Roasted Cauliflower and Tempeh Tacos
Roasted Cauliflower and Tempeh Tacos
- Total Time: 1 hour 30 mins
- Yield: 10 tacos 1x
Description
These Roasted Cauliflower and Tempeh Tacos are so incredibly flavorful and make a wonderful Sunday dinner. The cauliflower is nice and crispy and the tempeh is marinated in a delicious Mexican-style sauce. I like to use my favorite guacamole and blender kale salsa in these tacos! The leftovers from the tacos make a great salad for lunch the next day with some greens.
Ingredients
Marinated Tempeh
- 1 tempeh package
- 1 tbsp lime juice
- 2 tbsp avocado oil or vegetable broth
- 1 tbsp soya sauce
- 1 tsp ground cumin
- 1/2 tsp garlic powder
- 1/2 tsp onion powder
- 1/4 cup fresh cilantro
Roasted Cauliflower
- 1 heap cauliflower (8 cups chopped)
- 2 tbsp fresh lime juice
- 2 tbsp avocado oil (optional)
- 1 tsp ground cumin
- 1 tsp onion powder
- 1 tsp garlic powder
- 1 tsp paprika
- pinch cayenne
For the Tacos
- 10 hard taco shells
- 2 cups iceberg lettuce, chopped
- Blender Kale Salsa
- My Favorite Guacamole
- hot sauce
- fresh cilantro, chopped
Instructions
Marinate the tempeh
- Slice you tempeh into thin 1/4 inch (1/2 cm) strips (see photo for reference).
- Add all the marinade ingredients to a bowl or ziploc bag (lime juice, 1 tbsp avocado oil or vegetable broth, soya sauce, cumin, garlic powder, onion powder and cilantro).
- Add the tempeh to the bowl or ziploc bag and toss until the tempeh is well coated in the marinade.
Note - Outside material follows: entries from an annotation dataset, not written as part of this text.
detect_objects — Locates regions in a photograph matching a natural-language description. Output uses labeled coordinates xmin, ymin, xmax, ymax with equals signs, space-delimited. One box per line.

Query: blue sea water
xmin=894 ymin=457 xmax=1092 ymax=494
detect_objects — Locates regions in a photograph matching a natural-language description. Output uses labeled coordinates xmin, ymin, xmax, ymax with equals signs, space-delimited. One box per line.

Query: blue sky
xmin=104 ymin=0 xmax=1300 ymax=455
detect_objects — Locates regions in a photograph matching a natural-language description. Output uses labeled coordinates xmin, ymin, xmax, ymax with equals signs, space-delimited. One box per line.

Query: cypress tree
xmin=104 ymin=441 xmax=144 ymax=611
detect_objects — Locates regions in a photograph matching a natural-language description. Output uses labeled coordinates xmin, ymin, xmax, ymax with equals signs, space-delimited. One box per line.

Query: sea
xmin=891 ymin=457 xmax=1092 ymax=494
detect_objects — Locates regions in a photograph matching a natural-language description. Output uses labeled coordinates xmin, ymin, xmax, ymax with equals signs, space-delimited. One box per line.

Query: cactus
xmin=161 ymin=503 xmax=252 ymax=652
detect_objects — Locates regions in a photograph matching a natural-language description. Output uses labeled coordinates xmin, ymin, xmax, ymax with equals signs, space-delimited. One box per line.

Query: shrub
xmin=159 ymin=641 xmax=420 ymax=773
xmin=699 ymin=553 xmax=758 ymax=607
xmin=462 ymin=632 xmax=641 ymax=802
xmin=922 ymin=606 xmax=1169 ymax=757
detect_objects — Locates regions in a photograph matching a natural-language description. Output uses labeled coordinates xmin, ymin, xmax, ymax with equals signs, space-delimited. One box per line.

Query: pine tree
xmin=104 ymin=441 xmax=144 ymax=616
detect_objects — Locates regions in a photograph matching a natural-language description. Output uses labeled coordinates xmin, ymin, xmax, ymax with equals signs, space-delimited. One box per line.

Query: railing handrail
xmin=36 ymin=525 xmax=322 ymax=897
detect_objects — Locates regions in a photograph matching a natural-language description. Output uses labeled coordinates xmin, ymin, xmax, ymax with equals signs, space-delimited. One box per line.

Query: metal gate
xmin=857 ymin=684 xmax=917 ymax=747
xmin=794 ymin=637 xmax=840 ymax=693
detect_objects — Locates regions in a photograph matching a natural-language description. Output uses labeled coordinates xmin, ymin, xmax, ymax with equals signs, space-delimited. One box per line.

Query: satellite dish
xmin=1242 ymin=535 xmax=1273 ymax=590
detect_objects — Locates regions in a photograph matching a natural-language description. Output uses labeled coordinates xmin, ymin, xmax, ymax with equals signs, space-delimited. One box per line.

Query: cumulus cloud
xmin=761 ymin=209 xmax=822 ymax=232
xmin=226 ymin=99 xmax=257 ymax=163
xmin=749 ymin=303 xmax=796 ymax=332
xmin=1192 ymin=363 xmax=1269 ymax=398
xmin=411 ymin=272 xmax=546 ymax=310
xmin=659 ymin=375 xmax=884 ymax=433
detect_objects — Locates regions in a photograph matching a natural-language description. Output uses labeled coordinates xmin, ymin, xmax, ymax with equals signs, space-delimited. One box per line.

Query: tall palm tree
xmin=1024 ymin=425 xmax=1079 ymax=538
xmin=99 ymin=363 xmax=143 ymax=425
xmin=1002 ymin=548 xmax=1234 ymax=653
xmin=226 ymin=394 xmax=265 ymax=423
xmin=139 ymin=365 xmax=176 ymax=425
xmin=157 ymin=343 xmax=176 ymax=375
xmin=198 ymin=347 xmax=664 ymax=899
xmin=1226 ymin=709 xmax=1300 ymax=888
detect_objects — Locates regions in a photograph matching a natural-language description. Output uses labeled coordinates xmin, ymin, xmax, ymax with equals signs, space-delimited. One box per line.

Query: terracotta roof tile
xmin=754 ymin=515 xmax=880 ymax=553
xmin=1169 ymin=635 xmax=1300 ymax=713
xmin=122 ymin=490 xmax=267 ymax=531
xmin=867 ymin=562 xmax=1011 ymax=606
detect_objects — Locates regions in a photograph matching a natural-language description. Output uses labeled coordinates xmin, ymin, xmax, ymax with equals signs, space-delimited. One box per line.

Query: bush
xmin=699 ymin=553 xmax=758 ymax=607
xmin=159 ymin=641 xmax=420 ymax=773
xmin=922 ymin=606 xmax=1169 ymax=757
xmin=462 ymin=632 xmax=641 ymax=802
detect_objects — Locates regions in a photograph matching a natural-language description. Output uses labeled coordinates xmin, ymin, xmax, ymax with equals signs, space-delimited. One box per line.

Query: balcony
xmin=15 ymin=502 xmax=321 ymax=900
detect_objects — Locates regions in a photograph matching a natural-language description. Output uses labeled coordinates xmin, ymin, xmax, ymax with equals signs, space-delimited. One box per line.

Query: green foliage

Cover the bowl (or seal the bag) and leave to marinate for an hour. Note: you can make the tempeh the night before and leave it to marinate in the marinade overnight.
Roast the cauliflower
- Pre-heat the oven to 400F/205C.
- Chop the cauliflower into bite sized pieces (see photo for reference).
- Add the remaining ingredients (lime juice, avocado oil, ground cumin, garlic powder, paprika and cayenne to a bowl or ziploc bag. Add the chopped cauliflower and toss until the cauliflower is well coated with the marinade.
- Spread the cauliflower out on a lined or lightly oiled pan and roasted for 35 – 40 minutes until crispy and slightly blackened on the outside. Do not place the cauliflower too close together or it will not get crispy. Stir the cauliflower halfway through the roasting time to ensure it cooks well and does not burn.
Fry the tempeh
- Warm 1 tbsp avocado oil in a large pan over high heat. When the pan is hot, carefully add the tempeh strips to the pan. Cook on each side for 3 minutes or so until lightly crispy.
Assemble the tacos
- Turn the oven down to 375F/190C. Place the tacos on a pan and warm up before assembling for 5 minutes in the oven.
- Scoop and spread a spoonful of the guacamole and salsa into each warm taco shell.
- Place a small handful of chopped lettuce into each taco.
- Add a couple slices of tempeh and 1/4 cup of roasted cauliflower into each taco shell.
- Add hot sauce (optional) and fresh cilantro on top of the tacos.
Notes
1) For an oil-free version leave the oil out of the recipe. Replace the oil used in the tempeh marinade with vegetable broth. Leave the oil used to roast the cauliflower out altogether. Use a non-stick pan to ‘fry’ the tempeh.
2) Make sure your tempeh and taco shells are gluten free if necessary.